Regardless, Bird’s agency is preparing for the more onerous ozone classification and is looking for ways to cut emissions as the law requires.
“We are seeing high ozone earlier [in the year] than we have in the past. With the high temperatures, we’ve had ozone exceedances over the past couple weeks, even today,” Bird said Tuesday. “Clearly we have an ozone problem in the state. We are certainly not claiming otherwise.”
Under the Clean Air Act, a non-attainment area may avoid reclassification if regulators can demonstrate that the area would have met the ozone standard, “but for” the influence of pollution from international sources, according to Bird.
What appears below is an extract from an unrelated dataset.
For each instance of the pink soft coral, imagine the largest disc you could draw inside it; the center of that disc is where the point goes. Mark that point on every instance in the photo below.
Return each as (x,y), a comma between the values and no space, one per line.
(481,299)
Utah’s request for such consideration is the first from a non-border state.
Utah’s case is based on three technical analyses, two by the state and third by the environmental consultant Ramboll at the direction of the Utah Petroleum Association (UPA) and Utah Mining Association.
At a recent Air Quality Board meeting, UPA president Rikki Hrenko-Browning said requirements imposed under a stiffer ozone designation will do little to lower ozone concentrations in Salt Lake City, while possibly impeding efforts to better understand Utah’s ozone situation.
“A further complication is that local and state emissions contribute to only a very small part of ozone along the Wasatch Front,” Hrenko-Browning said. “Studies by EPA and others show that for the northern Wasatch Front, only 20% or less of the local ozone comes from in-state manmade emissions, the rest comes from international or natural sources.”
In other words, there is very little a federally-mandated emissions-reduction program would accomplished.
That’s just bad policy, according to Walker.
“We can control local emissions and people’s health, particularly the young and the elderly in our family friendly state, are at stake. Obviously, we should be doing everything we can to reduce air pollution along the northern Wasatch Front. I would argue it’s immoral not to address local pollution sources,” she said. “Ozone concentrations along the northern Wasatch Front could be incredibly harmful and dangerous and bad for the economy.”